Tomatoes, salted with dry salt

A nutritious dish will wonderfully emphasize the festive mood!
Daria ☼Author avatar
The author of the recipe

Composition / ingredients

servings:
Translation table of volumetric measures
Nutrients and energy value of the composition of the recipe
By weight of the composition:
Proteins 20 % 1 g
Fats 0 % 0 g
Carbohydrates 80 % 4 g
25 kcal
GI: 100 / 0 / 0

Cooking method

Cooking time: 1 h

I present an old culinary recipe for preparations for the winter. The recipe was found in a 19th century cookbook. Tomatoes, salted with dry salt, were served at the table of the last Russian emperor, and many foreign guests noted that it was very excellent food.
It is very important that tomatoes can be salted in several steps. Tomatoes ripen in the garden, and we keep adding them and adding them.
Salted in a barrel.

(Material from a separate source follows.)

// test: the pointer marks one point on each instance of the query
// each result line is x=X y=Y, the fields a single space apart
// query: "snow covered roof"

We prepare the first batch of tomatoes, wash and pierce 3 times in the place where the stalk is attached. Sprinkle the bottom of the barrel with a layer of salt, put the tomatoes with the stems up and sprinkle salt again. After laying three layers, put a layer of their garlic cloves and horseradish. Again we put three standing tomatoes, sprinkling them with salt. We do this before filling the barrel. When the container is filled, we cover the tomatoes with a napkin (preferably canvas) on which we put not quite heavy oppression (it is necessary that the tomatoes secrete juice, but do not burst under the weight of oppression).
A barrel of tomatoes is stored best in the cellar. Tomatoes turn out to be sharp, when breaking, frost appears in them. Try it, you won't regret it, especially if you have nowhere to put your tomatoes in the summer.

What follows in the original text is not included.